Data literacy is what helps organisations take advantage of these opportunities in a world overloaded with raw and unorganised data. Data literacy refers to the ability to understand data and derive actionable insights from it.
The importance of data literacy in businesses has emerged upon the introduction of digital technologies. Beforehand, companies relied on personal judgement and previous experiences. The addition of data and its analysis in the decision-making process created a new school of thought within the corporate landscape aptly identified as data-driven decision making.
The maritime industry was traditionally identified as an area where intuitive decision making was the norm. The advent of technology and the increasing reliance of shipping companies and maritime organisations on more accurate and timely information led to the adoption of data and analytical processes.
As the industry continues to rapidly adopt technology and digital processes, organisations will have to require more data literate people within their organisations. According to a survey conducted by the Harvard Business Review Analytics Services, 87% propose that their organisation can become more successful when front liners are empowered to make critical decisions in the present situation. In the setting of a maritime organisation, having data-literate individuals greatly increases the level of collaboration and innovation that an organisation can achieve. Imagine having a seafarer who understands the value of the data they are collecting onboard the vessel. Having a data-literate member of the organisation be at the frontlines, allows them to play a key role in the flow of data within the organisation. This may be related to ensuring data quality at its source, or maybe at understanding how the data they have collected can directly impact their operational performance right at that moment. The impact of a data-literate and data-driven organisation affects every seafarer onboard and every shore-based staff member.

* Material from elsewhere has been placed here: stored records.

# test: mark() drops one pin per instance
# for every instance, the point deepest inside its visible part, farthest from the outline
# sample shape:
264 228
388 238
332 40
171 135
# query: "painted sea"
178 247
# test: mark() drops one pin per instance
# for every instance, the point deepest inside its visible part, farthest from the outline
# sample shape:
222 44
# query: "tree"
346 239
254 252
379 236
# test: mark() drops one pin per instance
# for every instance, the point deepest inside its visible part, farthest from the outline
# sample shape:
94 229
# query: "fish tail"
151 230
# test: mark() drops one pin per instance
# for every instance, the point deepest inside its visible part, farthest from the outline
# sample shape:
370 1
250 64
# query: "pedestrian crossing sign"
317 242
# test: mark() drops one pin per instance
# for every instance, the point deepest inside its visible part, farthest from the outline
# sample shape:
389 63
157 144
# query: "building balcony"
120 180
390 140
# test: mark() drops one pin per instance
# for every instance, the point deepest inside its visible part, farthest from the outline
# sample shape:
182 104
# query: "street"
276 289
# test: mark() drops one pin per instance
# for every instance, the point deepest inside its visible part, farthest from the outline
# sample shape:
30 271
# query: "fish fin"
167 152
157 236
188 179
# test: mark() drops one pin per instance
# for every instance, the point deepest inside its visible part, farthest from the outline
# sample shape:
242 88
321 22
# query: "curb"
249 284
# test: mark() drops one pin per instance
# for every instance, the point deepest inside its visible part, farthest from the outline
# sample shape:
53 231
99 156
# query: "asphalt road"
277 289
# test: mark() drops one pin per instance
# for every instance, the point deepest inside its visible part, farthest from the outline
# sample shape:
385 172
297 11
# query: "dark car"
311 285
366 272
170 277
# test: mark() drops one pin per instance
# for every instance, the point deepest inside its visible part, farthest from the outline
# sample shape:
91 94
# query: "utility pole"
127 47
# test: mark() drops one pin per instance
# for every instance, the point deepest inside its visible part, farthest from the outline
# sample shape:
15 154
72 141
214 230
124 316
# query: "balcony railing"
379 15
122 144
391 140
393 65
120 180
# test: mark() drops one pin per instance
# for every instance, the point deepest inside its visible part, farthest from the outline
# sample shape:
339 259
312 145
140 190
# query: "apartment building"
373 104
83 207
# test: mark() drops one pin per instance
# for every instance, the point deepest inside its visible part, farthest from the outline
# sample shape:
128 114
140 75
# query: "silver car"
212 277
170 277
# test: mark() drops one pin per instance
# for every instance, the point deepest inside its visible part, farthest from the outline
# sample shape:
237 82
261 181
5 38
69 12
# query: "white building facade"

Enabling your organisation with data literacy does not mean that all of them must be experts in data and analytical applications. The levels of data literacy vary within every organisation, but it is upon the organisation’s objectives and targets to identify the final level of data literacy that they wish to attain within their organisation. Establishing data literacy in an organisation basically requires every member to understand data and analytics concepts. Developing competence for every individual reaps a tremendous advantage, but it is not a requirement. Having varying levels of data literacy within the organisation also means diversity in knowledge and expertise within the organisation.
The conversational level can be described as the basic understanding of data and the concepts in analytics. The literacy level refers to the ability to speak, write, and engage in data and analytics programs. The intermediate level of competency can be associated with being competent in designing, developing and applying data and analytics programs. The advanced levels can be identified with the fluency and multilingual levels, wherein the level of fluency refers to the ability to deliver value, information, and analytics across most business domains within an industry vertical, and the multilingual level can be defined as the ability to deliver value, information and analytics across multiple business domains and industries. The levels of proficiency mentioned above depict a summarised representation of how data literacy can be observed within an organisation.
In the process of developing data literacy, there is no standard framework for organisations to follow. However, it is suggested to approach the process in a similar way as to how the analytical process is conducted. This involves understanding the organisation’s current state of data literacy, identifying areas of focus, developing objectives and realistic goals, and providing the necessary resources and support to train and educate individuals with the skills to become data-literate. The process must be approached iteratively as maritime organisations should view data literacy as a measurable target that can be continuously improved upon.
Achieving data literacy at every layer of a maritime organisation opens up various areas for learning and development. It introduces members of the organisation to the value of data, the use of analytical processes, and the ability to communicate insights that may prove to be an impactful piece of information for the organisation. Data literacy empowers individuals within the organisation as their ability to understand and engage with data gives them the opportunity to be a part of the organisation’s drive towards a data-driven culture.
As much of the world is transitioning towards the digital age, the maritime industry must act accordingly to these changes. The advancement of digital technology and the associated expansion of data creation will only continue to accelerate the need for data-literate individuals.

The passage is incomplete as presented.